VILNIUS - Stocks of Stumbras alcoholic beverages have been diminishing quickly in Lithuanian shops, and new supplies are not arriving, shop owners said. According to analysts, the breach in supplies is due to new negotiations launched by Stumbras with major retailers.
Stumbras' new shareholder, alcohol wholesaler Mineraliniai Vandenys, is apparently offering distributors and retailers different terms of distribution, yet the new terms have not been welcomed by everyone.
While talks continue, the supply of Stumbras beverages in some major supermarkets is shrinking, ceding shelf space to rival producers, shop owners said.
"We are for negotiations, but when they start telling us what to do, then we do not want to have anything in common with such suppliers," said Dainius Dundulis, a board member of Norfos Mazmena.
Arturas Listavicius, chief executive officer of Stumbras, confirmed that supply contracts with the main distributors of the distillery's products have been revised in the past several weeks.

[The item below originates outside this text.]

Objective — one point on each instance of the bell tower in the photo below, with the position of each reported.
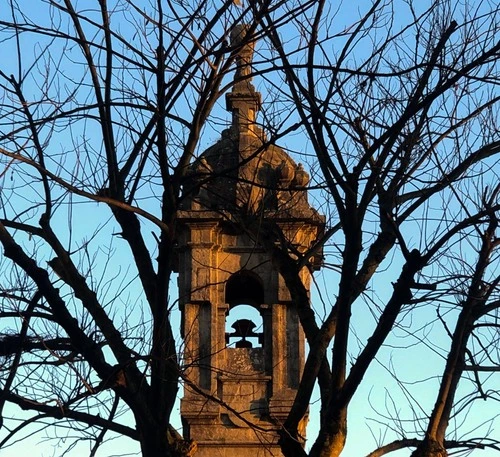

"Some distributors are more forthcoming than others. Wholesalers bought fewer Stumbras products during the negotiations, so overall sales have declined a little," Listavicius admitted.
However, he stressed that the talks were over with the major wholesalers, and that agreements with the remaining ones, including the giant VP Market, were expected in the coming few weeks.
In the meantime Stumbras said it planned to start exporting alcoholic beverages to Latvia.
Though the first delivery will reach the neighboring country by next week, distillery officials said they would wait until the beginning of next year to elaborate their marketing strategy for Latvia.
The shipment will take place in cooperation with Park MV, a daughter company of Stumbras. Products of three kinds - Kosher vodka, Trejos Devynerios and Starka - will be delivered with Latvian-language labels.
Through Park MV Stumbras is already negotiating supply agreements with Rimi and VP Market supermarkets, as well as other trade networks.
The trade and marketing director of Stumbras, Arturas Kazlauskas, told the Dienas Bizness daily that 97 percent of Stumbras' production was sold in the local market and up until now the company had not had a definite marketing strategy. The company is therefore undergoing a major review, and in the next two to three months goals for expanding into neighboring markets will be set.
Mineraliniai Vandenys, an alcohol wholesale company owned by MG Baltic Concern, started managing Stumbras three weeks ago after winning the Stumbras privatization, offering 152 million litas (43.4 million euros) for the 91.95 percent stake.
Last week Stumbras' new management was criticized for lending some 70 million litas - cash on hand that the company had before the privatization - to an unknown third party, leading many to believe that the privatization winner was financing its purchase using the company's own funds.